Test Loki in CLAB - Githubissues

BCDevOps / developer-experience

This repository is used to track all work for the BCGov Platform Services Team (This includes work for: 1. Platform Experience, 2. Developer Experience 3. Platform Operations/OCP 3)

Apache License 2.0

8 stars 17 forks source link

Test Loki in CLAB #4646

Open StevenBarre opened 5 months ago

StevenBarre commented 5 months ago

Describe the issue Current logging stack is being deprecated in future versions of OpenShift. We need to test out Loki and the migration process.

What is the Value/Impact? Keeping current with technology

What is the plan? How will this get completed?

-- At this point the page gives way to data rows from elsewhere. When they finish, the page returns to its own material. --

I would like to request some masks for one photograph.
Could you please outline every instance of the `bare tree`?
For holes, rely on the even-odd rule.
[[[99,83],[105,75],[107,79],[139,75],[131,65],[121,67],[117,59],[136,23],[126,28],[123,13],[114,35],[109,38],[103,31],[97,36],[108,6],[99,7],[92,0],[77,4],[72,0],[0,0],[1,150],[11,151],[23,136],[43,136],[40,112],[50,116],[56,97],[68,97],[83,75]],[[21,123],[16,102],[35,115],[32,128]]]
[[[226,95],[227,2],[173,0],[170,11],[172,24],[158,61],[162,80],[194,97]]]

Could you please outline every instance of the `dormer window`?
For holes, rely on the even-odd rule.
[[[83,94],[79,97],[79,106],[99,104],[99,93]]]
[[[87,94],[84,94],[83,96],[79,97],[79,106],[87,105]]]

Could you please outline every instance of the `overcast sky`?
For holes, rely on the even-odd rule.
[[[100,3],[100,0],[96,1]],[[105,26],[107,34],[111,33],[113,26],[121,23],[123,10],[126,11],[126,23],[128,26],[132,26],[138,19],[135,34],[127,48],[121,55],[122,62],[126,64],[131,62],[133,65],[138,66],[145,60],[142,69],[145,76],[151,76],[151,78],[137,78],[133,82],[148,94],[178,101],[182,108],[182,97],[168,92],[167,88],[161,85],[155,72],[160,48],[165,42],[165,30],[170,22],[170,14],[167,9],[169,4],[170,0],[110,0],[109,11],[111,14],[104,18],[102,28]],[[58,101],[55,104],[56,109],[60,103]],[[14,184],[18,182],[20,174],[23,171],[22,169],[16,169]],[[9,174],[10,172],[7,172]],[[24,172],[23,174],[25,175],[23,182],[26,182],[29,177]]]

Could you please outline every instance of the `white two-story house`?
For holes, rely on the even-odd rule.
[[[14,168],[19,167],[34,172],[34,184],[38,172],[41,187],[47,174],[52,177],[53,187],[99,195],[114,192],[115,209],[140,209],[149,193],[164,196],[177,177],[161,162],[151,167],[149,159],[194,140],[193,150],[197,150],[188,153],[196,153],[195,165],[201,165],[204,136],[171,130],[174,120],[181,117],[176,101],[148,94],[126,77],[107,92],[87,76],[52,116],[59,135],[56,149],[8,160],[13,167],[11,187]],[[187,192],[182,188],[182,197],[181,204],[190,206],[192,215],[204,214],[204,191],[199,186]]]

Document current IO load on logging volumes in netapp
Read docs on the migration process
Work with storage to set up S3 access on Netapp
Migrate to Loki
Review IO load from S3
Test Loki
Update any tooling and docs
Make a plan for PROD

Identify any dependencies Storage team

Definition of done Loki running in CLAB and a plan to move forward

StevenBarre commented 2 months ago

Capture infra node cpu/memory/network usage before/after Capture collector pod cpu/memory/network usage before/after

StevenBarre commented 1 week ago

Directions to install Loki while keeping Elastic and Kibana around until all the logs in them age out https://access.redhat.com/articles/6991632

Installed in CLAB, leveraging a temp S3 endpoint on the NetApp. Storage team would prefer we use ECS when this is operationalized.

Currently running without redundancy as that was causing errors.

Will need to discuss more with Matt on tuning parameters and query formats.

StevenBarre commented 5 days ago

https://grafana.com/docs/loki/latest/query/log_queries/

StevenBarre commented 5 days ago

Case insensitive search

|~ `(?i)mystring`

StevenBarre commented 5 days ago

How to query the API via HTTP https://access.redhat.com/solutions/7046397

StevenBarre commented 4 days ago

Changed the size from 1x.demo to 1x.extra-small and that fixed replication and the PDB errors. Needed to expand onto the worker nodes as infra didn't have enough capacity while ES is still in place.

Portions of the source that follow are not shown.